Par ailleurs, l’article 264, second alinéa, TFUE, en vertu duquel le Tribunal peut, s’il l’estime nécessaire, indiquer ceux des effets d’un règlement annulé qui doivent être considérés comme définitifs, est susceptible de s’appliquer, par analogie, également à une décision lorsqu’il existe d’importants motifs de sécurité juridique, comparables à ceux qui interviennent en cas d’annulation de certains règlements, justifiant que le juge de l’Union exerce le pouvoir que lui confère, dans ce contexte, l’article 264, second alinéa, TFUE.

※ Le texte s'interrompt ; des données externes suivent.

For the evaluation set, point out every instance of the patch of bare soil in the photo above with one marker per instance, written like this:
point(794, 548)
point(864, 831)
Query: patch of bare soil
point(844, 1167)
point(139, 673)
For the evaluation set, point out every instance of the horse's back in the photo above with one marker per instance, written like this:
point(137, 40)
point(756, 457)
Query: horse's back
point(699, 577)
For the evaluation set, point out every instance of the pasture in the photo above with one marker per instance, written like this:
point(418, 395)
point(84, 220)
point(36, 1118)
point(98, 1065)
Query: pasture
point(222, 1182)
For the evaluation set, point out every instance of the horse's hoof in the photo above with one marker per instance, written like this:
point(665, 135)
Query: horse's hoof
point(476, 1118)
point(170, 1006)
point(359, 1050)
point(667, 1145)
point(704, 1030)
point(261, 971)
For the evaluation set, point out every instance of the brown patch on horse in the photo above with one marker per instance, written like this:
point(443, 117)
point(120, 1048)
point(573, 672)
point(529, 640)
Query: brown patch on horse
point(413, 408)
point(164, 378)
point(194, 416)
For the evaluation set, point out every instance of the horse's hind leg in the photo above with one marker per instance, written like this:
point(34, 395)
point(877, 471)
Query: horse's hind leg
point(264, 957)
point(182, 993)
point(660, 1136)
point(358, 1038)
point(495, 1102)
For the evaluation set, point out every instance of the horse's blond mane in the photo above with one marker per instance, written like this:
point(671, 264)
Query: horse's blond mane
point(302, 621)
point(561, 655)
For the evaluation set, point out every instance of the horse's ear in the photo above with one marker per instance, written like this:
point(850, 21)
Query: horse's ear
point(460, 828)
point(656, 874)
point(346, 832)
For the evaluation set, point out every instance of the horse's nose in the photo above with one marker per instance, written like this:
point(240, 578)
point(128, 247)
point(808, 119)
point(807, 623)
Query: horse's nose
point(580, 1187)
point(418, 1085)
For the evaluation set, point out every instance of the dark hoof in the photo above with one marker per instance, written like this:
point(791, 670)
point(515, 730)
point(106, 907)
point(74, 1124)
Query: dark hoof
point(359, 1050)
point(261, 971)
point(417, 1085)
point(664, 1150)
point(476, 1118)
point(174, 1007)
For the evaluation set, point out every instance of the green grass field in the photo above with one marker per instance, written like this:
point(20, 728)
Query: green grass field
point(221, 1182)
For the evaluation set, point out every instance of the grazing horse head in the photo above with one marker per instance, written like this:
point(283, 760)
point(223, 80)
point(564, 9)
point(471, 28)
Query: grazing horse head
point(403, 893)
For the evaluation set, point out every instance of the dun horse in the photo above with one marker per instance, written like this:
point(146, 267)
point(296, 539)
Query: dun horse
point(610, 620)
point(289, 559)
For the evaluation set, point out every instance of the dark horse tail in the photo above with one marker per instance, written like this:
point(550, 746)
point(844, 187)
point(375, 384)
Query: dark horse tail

Or, l'existence d'une différence entre la date d'effet de l'annulation du règlement nº 25/2011, modifiant le règlement nº 560/2005 infligeant certaines mesures restrictives spécifiques à l'encontre de certaines personnes et entités au regard de la situation en Côte d'Ivoire, et celle de la décision 2011/18, modifiant la décision 2010/656 renouvelant les mesures restrictives instaurées à l'encontre de la Côte d'Ivoire, annulée, pour autant qu'elle concerne le même requérant, par le même arrêt du Tribunal, serait susceptible d’entraîner une atteinte sérieuse à la sécurité juridique, ces deux actes infligeant audit requérant des mesures identiques. Les effets de la décision 2011/18 doivent donc être maintenus en ce qui concerne ledit requérant jusqu’à la prise d’effet de l’annulation du règlement nº 25/2011.